「二等辺」のコノ

「夏夜」

 声に振り向くと英太が体をこっちに向けている。目をらんらんとさせている。

「俺、ライヴって初めてだったじゃん。今日は来て本当によかった。特に『二等辺』がよかった。どっぷりハマった感じ。CDとか売ってないのかな。俺今日のこと絶対忘れないよ。はああ、世界が変わって見える。すごいな、音楽って」

「私も『二等辺』がよかった」

「だよね。受け付けで訊いてみようよ。CDあるか」

 英太は勢いよく立ち上がり、私もそれに続き会場を出る。出る直前に振り向くと、まだ熱気が飛んでいた。あれらもいずれは地面に落ちて、空気は静かになる。前を向いて英太に続く。

 受け付けにはまだ恭子が座っていた。もう一人は別の人に変わっていた。

「あの、すいません」

 英太が興奮を隠しもせずに声をかける。恭子が落ち着いて対応する。

「はい。どうしましたか?」

「『二等辺』のCDってありますか?」

「すいません、ありません」

 恭子は小さく頭を下げる。その口許が僅かに緩んでいた。

「そうですか」

「でも、ユーチューブに主な楽曲はアップしてますので、『二等辺』で検索してみて下さい」

 おー、と英太はのけぞる。

「ありがとうございます」

 私を向いて、「だってさ」と言う。私は頷く。英太は行こうとするから「ちょっと待ってて」と制して、恭子の前に立つ。

「誘ってくれて、ありがとう。すごいよかった」

「それは何より。また声かけるよ」

「じゃあ、またね」

「またね」

 エンジン全開の雄牛みたいな英太が、「あれ、あれ」と視線で示す方向に、コノ達三人が談笑している。コノはステージで見るより小さくて、さっきまでよりやさしそうに見える。英太が興奮を破裂させる。

「どうする?」

「どうするって?」

「直接、感想を伝えに行くかどうかだよ」

「え。それはさすがに」

 英太が遮る。

「いや、行くしかない。俺は行く」

 ずんずんと進むから、付いて行く。

「あの、すいません、コノさんですよね?」

 英太の声にコノは視線をよこす。

「そうですよ」

「俺、英太って言います。今日のライヴ、最高でした。何て言うか、世界観にどっぷり漬かって、新しいところに連れて行って貰いました。上手く言えないんですけど、ありがとうございます」

 コノは顔全部を使って笑う。胸の中に起きた喜びが顔から溢れたみたいに。

「ありがとう。とっても嬉しいです。届いたんだね、あなたに」

「応援します。よろしくお願いします」

「こちらこそよろしくお願いします」

 英太は太陽になったみたいな顔で、でも満足したのか半歩退がる。私の顔を見て、ほら、夏夜、と促す。そんなつもりはなかったのだと思ってみてももう遅く、コノは私を見ている。

「夏夜って言います。とっても届く音楽でした。忘れられないと思います」

「ライヴ中に何度か目が合った、ですよね?」

「はい」

 急峻に音楽のことをちゃんと訊きたいと思った。……怒られるかも知れない。胸がぎゅっとする。怖い。だが私には勇気がある。この勇気は二等辺にもらったものだ。声を出す。

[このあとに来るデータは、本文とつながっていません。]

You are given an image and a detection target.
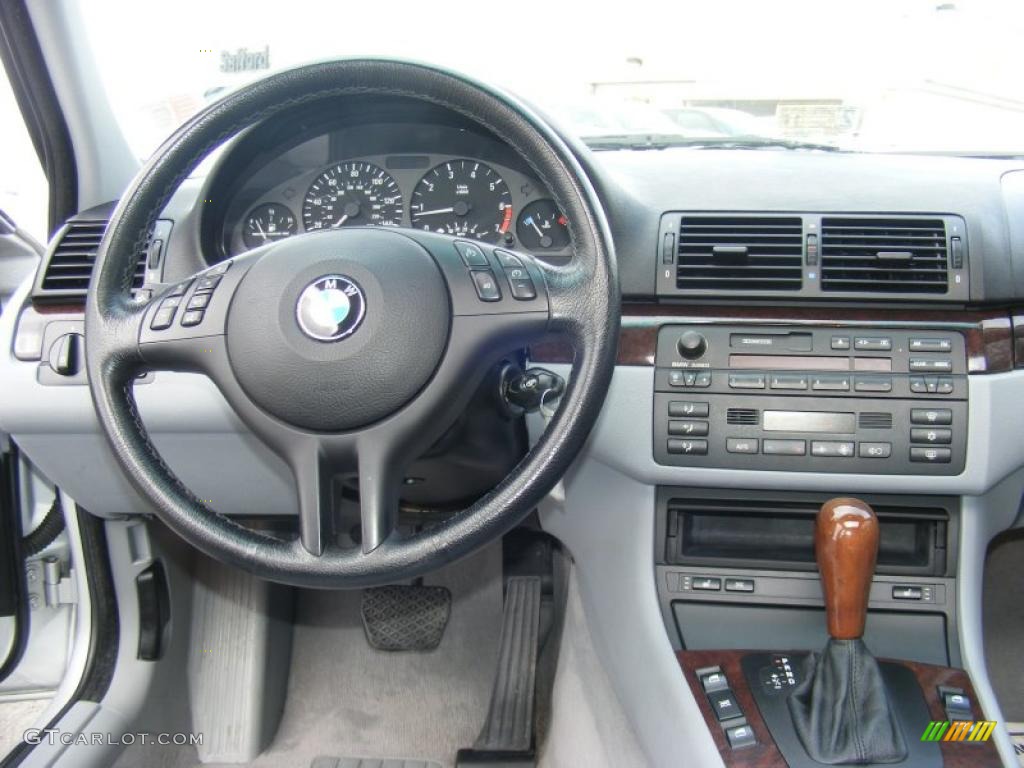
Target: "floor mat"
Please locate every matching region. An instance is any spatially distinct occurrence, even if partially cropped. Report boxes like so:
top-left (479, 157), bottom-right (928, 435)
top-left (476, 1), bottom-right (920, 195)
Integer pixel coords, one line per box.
top-left (234, 545), bottom-right (502, 768)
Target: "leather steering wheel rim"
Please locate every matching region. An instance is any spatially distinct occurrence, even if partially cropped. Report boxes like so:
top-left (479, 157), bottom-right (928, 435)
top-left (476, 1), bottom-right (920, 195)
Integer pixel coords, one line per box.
top-left (85, 59), bottom-right (621, 588)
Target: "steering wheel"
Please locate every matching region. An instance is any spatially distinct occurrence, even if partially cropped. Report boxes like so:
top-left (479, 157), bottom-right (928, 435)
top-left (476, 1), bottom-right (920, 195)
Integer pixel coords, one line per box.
top-left (85, 59), bottom-right (620, 588)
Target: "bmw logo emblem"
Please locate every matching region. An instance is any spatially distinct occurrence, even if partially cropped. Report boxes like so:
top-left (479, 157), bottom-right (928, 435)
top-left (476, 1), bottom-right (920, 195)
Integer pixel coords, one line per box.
top-left (295, 274), bottom-right (367, 341)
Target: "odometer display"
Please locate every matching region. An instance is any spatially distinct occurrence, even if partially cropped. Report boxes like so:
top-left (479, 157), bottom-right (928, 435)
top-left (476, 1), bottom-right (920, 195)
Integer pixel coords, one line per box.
top-left (409, 160), bottom-right (512, 243)
top-left (302, 161), bottom-right (401, 231)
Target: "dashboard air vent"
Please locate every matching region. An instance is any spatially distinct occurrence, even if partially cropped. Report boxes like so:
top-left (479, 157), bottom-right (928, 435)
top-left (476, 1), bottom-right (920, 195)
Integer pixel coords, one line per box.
top-left (821, 217), bottom-right (948, 294)
top-left (36, 220), bottom-right (148, 298)
top-left (676, 214), bottom-right (803, 291)
top-left (725, 408), bottom-right (759, 426)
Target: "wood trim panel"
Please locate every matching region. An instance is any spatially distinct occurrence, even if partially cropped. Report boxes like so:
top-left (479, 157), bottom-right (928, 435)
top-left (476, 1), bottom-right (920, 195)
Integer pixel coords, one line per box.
top-left (530, 304), bottom-right (1024, 374)
top-left (676, 650), bottom-right (1002, 768)
top-left (1013, 311), bottom-right (1024, 368)
top-left (676, 650), bottom-right (787, 768)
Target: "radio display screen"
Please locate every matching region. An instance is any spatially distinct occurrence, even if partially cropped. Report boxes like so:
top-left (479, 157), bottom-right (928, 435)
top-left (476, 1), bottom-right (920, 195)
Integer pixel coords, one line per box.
top-left (763, 411), bottom-right (857, 434)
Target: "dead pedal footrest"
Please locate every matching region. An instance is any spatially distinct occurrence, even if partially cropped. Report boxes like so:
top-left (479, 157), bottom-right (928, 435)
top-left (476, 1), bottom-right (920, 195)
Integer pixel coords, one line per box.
top-left (359, 585), bottom-right (452, 651)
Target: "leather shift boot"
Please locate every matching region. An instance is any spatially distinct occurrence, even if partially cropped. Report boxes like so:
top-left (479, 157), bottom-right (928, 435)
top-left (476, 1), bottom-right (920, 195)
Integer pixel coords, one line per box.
top-left (788, 638), bottom-right (907, 765)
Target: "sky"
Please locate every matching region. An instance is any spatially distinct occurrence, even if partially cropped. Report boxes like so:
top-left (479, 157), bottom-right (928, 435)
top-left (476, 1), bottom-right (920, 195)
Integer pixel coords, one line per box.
top-left (0, 0), bottom-right (1024, 241)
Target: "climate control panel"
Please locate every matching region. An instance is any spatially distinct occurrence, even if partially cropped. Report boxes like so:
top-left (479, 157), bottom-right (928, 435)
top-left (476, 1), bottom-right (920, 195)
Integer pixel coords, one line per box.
top-left (653, 325), bottom-right (968, 475)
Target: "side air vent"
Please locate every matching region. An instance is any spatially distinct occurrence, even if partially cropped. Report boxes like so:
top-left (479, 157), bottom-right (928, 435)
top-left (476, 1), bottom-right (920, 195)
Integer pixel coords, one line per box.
top-left (35, 220), bottom-right (150, 299)
top-left (821, 217), bottom-right (949, 294)
top-left (857, 411), bottom-right (893, 429)
top-left (725, 408), bottom-right (759, 426)
top-left (676, 214), bottom-right (803, 291)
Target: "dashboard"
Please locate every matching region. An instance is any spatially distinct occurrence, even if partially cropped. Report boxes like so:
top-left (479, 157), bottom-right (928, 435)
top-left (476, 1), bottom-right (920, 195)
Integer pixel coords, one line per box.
top-left (213, 117), bottom-right (570, 263)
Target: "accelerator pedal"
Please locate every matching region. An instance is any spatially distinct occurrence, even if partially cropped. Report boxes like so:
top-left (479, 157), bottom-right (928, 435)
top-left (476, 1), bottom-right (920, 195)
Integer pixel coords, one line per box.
top-left (456, 577), bottom-right (541, 768)
top-left (364, 585), bottom-right (452, 651)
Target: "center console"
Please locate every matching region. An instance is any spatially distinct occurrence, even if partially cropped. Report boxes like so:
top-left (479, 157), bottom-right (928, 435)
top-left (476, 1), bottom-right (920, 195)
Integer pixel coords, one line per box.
top-left (653, 325), bottom-right (968, 475)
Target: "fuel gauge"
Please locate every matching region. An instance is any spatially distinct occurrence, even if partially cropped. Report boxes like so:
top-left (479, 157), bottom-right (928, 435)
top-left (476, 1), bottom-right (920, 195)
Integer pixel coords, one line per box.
top-left (516, 200), bottom-right (569, 251)
top-left (242, 203), bottom-right (298, 248)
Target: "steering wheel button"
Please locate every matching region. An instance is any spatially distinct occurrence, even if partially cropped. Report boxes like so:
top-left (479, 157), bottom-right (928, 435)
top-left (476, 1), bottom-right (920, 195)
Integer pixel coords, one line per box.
top-left (150, 304), bottom-right (178, 331)
top-left (455, 240), bottom-right (488, 268)
top-left (181, 309), bottom-right (203, 328)
top-left (505, 267), bottom-right (537, 301)
top-left (185, 293), bottom-right (212, 309)
top-left (470, 269), bottom-right (502, 301)
top-left (196, 274), bottom-right (220, 293)
top-left (495, 248), bottom-right (522, 269)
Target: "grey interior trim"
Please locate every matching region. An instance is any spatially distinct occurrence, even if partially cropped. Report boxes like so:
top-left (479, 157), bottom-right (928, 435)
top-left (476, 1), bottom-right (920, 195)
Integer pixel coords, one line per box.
top-left (540, 460), bottom-right (722, 766)
top-left (23, 520), bottom-right (156, 768)
top-left (956, 471), bottom-right (1024, 765)
top-left (27, 0), bottom-right (139, 210)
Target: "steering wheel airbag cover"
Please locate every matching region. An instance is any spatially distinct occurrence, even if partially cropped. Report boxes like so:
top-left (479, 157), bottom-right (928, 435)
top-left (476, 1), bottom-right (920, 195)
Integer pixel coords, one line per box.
top-left (227, 229), bottom-right (450, 431)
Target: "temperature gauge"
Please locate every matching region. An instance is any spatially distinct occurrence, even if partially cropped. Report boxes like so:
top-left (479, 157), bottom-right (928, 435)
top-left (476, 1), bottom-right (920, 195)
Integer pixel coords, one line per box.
top-left (515, 200), bottom-right (569, 251)
top-left (242, 203), bottom-right (298, 248)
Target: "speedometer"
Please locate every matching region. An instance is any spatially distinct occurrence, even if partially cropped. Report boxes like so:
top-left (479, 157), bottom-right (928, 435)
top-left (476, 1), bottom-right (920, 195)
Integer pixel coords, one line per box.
top-left (302, 161), bottom-right (401, 231)
top-left (409, 160), bottom-right (512, 243)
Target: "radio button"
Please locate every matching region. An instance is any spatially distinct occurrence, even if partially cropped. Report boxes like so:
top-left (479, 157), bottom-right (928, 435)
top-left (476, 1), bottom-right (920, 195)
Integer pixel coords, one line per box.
top-left (853, 376), bottom-right (893, 392)
top-left (669, 400), bottom-right (710, 419)
top-left (770, 374), bottom-right (807, 389)
top-left (761, 440), bottom-right (807, 456)
top-left (853, 336), bottom-right (893, 352)
top-left (729, 374), bottom-right (765, 389)
top-left (811, 376), bottom-right (850, 392)
top-left (725, 437), bottom-right (758, 454)
top-left (910, 408), bottom-right (953, 427)
top-left (910, 427), bottom-right (953, 445)
top-left (669, 420), bottom-right (708, 437)
top-left (857, 442), bottom-right (893, 459)
top-left (910, 339), bottom-right (953, 352)
top-left (910, 447), bottom-right (952, 464)
top-left (910, 357), bottom-right (953, 373)
top-left (811, 440), bottom-right (854, 459)
top-left (668, 437), bottom-right (708, 456)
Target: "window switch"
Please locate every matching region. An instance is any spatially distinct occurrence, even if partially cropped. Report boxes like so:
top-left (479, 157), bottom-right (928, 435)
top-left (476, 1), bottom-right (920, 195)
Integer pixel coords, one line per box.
top-left (700, 670), bottom-right (729, 693)
top-left (708, 688), bottom-right (743, 721)
top-left (725, 725), bottom-right (758, 750)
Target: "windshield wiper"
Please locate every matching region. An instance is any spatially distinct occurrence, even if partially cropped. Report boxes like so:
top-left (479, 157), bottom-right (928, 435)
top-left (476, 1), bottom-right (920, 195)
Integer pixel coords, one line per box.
top-left (584, 133), bottom-right (847, 152)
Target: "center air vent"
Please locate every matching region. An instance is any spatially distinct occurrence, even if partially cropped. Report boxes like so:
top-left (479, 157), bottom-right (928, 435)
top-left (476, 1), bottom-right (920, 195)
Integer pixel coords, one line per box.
top-left (676, 215), bottom-right (803, 291)
top-left (821, 217), bottom-right (949, 294)
top-left (35, 220), bottom-right (148, 299)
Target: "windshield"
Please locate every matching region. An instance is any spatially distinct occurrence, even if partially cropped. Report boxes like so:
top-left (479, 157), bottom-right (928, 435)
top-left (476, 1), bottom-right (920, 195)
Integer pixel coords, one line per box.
top-left (84, 0), bottom-right (1024, 157)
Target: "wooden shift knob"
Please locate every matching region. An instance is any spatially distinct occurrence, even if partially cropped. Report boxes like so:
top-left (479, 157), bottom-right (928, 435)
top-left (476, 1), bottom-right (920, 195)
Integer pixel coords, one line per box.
top-left (814, 499), bottom-right (879, 640)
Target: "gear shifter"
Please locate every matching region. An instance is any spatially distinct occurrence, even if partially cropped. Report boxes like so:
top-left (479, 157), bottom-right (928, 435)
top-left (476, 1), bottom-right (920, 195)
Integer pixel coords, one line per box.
top-left (788, 499), bottom-right (907, 765)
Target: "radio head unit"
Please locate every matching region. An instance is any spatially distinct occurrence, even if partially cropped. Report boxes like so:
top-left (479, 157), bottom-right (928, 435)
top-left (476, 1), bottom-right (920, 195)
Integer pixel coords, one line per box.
top-left (654, 325), bottom-right (968, 475)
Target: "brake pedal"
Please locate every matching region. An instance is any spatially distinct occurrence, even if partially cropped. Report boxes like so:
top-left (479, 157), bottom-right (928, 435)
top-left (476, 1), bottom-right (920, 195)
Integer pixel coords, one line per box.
top-left (359, 585), bottom-right (452, 651)
top-left (456, 577), bottom-right (541, 768)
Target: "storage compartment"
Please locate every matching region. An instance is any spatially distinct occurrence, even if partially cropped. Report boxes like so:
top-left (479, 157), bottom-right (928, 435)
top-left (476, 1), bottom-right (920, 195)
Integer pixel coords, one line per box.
top-left (665, 498), bottom-right (949, 575)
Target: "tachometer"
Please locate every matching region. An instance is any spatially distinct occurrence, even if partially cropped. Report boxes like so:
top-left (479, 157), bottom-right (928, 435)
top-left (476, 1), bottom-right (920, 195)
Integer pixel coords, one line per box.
top-left (302, 161), bottom-right (401, 231)
top-left (409, 160), bottom-right (512, 243)
top-left (242, 203), bottom-right (297, 248)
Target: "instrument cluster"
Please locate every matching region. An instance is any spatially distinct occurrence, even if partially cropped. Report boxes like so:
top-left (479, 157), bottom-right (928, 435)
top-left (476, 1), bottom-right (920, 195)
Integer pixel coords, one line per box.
top-left (224, 147), bottom-right (570, 261)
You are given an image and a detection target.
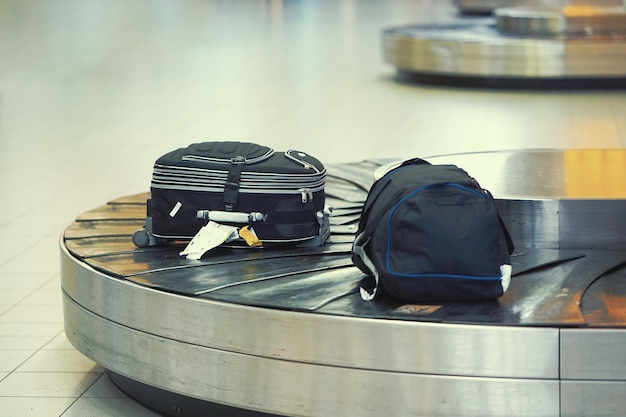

「人に届かせる音楽って、どうやったら出来るんですか?」

 急にコノがステージの上と同じ薄い笑いになる。

「それを訊くってことは、君は演る側だよね?」

 圧力。踏み締めて耐える。今は訊くべきときだ。隠すな。

「はい。一人でピアノとヴォーカルで曲を作ってます。まだ発表はしたことはありません」

「それじゃまだ土俵に上がってないよ。まずはどんな形でもいいから発表しよう。その上で、届かせ方は教えられない。自分で見付けないと意味がない」

 コノの視線が鋭く刺さる。

「どうして届かせたいと思うのですか?」

「秘密。そんな大事なこと誰にも言えない」

 ボディブローのような痛み。

「すいません。……でも、ありがとうございます。答えてくれて」

「玉砕覚悟で来た君の感じ、好きだよ。でも、もう少しやれることをやろう」

「はい」

 小さく息を吐くようにコノの気配が縮み、柔和な笑みに戻る。

「ごめんなさい、せっかく声をかけてもらったのに、キツイこと言って。でも本当にありがとう、来てくれて、観てくれて、こうやって会いに来てくれて。嬉しいです」

「いえ、ありがとうございました。応援してます」

 私は頭を下げて出口に向かって歩き出す。ことの成り行きを見ていた英太が興奮を忘れて視線をせわしなく動かしていた。